Over at Box Turtle Bulletin, Jim Burroway has little patience for those trying to place the blame solely on Republican obstructionism for the failure on Tuesday to move DADT repeal forward.
He points a good deal of the blame in the direction of Sen. Harry Reid, portrayed as the master of stagecraft (at our expense) in Jim’s post, “The DADT Repeal Repertory Theater.”
In the days leading up to today’s vote, Reid announced that he would allow a vote on only three amendments to the appropriations bill. One proposed amendment, which would have removed the DADT repeal language from the bill, would almost certainly not have garnered the sixty votes needed pass muster. A second proposed amendment, which would have provided a pathway to citizenship for immigrants who served in the U.S. military or who graduate from college, also likely would have failed due to Republican opposition and discomfort among some Democrats. A third proposed amendment would have placed limits on Senators being able to place holds on nominations.Those were the only amendments that Reid would allow to come up for a vote, all of which were chosen by Reid for the political advantage they would give the Democrats in tough mid-term election campaigns. His gamble wasn’t really a gamble at all. In fact, his gambit was a win-win for Democrats, at least in how they see their strategy unfolding. If Republicans upheld the filibuster, then Reid could go home and say that it was the Republicans who blocked DADT’s repeal and immigration reform. If the Dems had prevailed on the filibuster, then Reid would have been able to get the Republican caucus on record on these two issues ahead of the November elections. Either way, what Reid actually sought to accomplish was political gamesmanship, not Senatorial statesmanship.

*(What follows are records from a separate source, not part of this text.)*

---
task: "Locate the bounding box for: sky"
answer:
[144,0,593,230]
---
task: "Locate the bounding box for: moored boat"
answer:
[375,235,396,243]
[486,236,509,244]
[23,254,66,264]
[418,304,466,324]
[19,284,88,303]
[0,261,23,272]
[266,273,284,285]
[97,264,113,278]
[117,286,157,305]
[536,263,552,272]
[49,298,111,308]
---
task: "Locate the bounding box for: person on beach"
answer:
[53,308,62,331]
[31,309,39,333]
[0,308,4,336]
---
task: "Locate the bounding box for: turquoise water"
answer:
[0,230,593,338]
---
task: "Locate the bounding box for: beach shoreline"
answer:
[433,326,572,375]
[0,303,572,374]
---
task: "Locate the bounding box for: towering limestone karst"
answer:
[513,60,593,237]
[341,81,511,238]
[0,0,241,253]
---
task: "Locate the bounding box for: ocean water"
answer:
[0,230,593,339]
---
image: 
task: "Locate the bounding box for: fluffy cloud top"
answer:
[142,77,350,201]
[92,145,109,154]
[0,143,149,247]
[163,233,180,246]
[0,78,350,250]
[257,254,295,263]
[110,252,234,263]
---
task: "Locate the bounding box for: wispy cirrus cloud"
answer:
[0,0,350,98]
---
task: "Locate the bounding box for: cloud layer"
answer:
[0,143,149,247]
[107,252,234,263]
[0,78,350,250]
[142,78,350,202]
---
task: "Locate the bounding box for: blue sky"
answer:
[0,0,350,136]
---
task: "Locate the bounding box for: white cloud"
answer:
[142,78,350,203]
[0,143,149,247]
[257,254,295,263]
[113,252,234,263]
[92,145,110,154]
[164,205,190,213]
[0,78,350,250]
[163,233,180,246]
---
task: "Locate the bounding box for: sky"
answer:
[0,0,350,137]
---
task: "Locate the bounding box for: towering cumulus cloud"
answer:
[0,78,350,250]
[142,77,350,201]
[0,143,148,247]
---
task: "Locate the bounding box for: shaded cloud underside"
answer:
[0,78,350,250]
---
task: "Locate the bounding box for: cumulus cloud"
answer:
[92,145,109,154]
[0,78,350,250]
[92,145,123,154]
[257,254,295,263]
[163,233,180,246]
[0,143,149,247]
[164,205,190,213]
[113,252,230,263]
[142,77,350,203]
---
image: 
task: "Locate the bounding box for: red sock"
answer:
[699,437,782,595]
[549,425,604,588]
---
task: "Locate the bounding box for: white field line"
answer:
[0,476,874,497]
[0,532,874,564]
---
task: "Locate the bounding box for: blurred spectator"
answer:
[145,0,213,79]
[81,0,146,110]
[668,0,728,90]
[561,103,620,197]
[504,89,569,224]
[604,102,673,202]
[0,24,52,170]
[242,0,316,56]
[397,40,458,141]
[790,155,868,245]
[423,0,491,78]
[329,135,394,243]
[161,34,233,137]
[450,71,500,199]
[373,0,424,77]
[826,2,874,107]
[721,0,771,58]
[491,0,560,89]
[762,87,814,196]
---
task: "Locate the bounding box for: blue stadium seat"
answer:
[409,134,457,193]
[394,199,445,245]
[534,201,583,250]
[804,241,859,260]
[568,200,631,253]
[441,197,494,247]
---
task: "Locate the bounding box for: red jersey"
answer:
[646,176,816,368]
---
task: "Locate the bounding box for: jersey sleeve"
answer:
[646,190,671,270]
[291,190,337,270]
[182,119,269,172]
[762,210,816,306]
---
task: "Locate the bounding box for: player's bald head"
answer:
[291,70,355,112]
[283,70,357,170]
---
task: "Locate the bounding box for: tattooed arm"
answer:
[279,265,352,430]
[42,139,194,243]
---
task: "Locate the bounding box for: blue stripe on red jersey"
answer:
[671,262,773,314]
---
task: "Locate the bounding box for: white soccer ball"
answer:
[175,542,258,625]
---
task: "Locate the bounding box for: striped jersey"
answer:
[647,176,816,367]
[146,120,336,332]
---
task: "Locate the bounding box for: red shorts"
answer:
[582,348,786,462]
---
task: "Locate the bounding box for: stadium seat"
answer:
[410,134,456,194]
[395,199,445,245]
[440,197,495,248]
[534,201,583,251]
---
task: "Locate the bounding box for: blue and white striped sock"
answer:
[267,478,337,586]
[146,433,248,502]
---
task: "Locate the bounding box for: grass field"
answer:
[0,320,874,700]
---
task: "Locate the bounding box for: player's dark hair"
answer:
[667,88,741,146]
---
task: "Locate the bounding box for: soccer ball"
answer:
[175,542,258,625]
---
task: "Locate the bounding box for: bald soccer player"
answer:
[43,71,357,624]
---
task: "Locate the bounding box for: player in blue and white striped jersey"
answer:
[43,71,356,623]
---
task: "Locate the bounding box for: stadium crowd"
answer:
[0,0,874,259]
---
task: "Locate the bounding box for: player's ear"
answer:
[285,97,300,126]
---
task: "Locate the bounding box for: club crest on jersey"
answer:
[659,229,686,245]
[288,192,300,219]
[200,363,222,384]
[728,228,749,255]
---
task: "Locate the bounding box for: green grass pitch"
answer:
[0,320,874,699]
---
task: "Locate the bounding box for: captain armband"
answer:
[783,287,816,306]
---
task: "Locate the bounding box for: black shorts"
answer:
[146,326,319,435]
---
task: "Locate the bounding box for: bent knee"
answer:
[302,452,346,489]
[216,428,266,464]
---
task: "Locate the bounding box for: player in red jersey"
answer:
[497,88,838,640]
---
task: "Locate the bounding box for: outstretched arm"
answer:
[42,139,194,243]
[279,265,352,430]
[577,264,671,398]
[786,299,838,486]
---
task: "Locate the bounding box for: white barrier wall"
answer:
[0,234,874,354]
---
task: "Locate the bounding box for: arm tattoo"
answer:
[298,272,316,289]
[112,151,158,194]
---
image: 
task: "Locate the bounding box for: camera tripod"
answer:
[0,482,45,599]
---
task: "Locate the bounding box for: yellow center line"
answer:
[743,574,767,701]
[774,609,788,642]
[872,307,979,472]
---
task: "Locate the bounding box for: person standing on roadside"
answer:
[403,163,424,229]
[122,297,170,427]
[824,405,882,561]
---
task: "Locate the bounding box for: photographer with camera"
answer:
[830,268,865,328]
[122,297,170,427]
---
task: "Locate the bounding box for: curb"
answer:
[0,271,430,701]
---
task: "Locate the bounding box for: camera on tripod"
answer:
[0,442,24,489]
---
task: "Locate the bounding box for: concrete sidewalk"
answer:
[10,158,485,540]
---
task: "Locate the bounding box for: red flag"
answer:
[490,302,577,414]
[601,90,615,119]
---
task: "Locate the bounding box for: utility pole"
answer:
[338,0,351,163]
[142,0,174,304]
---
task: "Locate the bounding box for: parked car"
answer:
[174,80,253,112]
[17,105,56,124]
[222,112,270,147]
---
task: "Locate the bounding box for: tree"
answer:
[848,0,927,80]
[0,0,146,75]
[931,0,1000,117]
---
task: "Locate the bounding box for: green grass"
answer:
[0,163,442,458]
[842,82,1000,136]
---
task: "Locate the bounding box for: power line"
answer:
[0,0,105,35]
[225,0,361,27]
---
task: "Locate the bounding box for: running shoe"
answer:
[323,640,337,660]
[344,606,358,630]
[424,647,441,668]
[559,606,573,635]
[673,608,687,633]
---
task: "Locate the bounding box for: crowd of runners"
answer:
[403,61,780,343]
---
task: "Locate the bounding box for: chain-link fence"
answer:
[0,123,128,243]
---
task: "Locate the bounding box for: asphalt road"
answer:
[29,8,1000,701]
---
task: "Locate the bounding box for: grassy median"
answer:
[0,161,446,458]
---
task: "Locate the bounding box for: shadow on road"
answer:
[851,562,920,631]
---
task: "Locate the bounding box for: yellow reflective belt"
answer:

…So if Reid had the votes to break the filibuster but squandered them in this procedural maneuver, why did he do this? The answer is simple. This was never a serious attempt to pass legislation in the best interests of the American people. It was nothing but political theater, and everyone on both sides were eager actors in the drama. All the Senators had a role to play, and everyone played to the audience. Even the White House was given a bit part. They issued a statement calling for an end to the filibuster, but according to SLDN’s Trevor Thomas, there was no lobbying behind the scenes.
…And what role do we in the gay community play? It’s the same role we always play. We’re the interesting and colorful plotline. It’s not much of a speaking part, but the dance moves are fabulous. And why should it be otherwise? It’s a role we’ve played so well over the years that it’s just expected of us. And we are happy to oblige. This time, we even have Lady Gaga making a guest appearance.
The bottom line is that 7 million Lady Gaga fans on their cell phones dialing the Hill couldn’t move any of the players on stage; the majority leader was making the moves, Jim’s conclusion is that the fix was in.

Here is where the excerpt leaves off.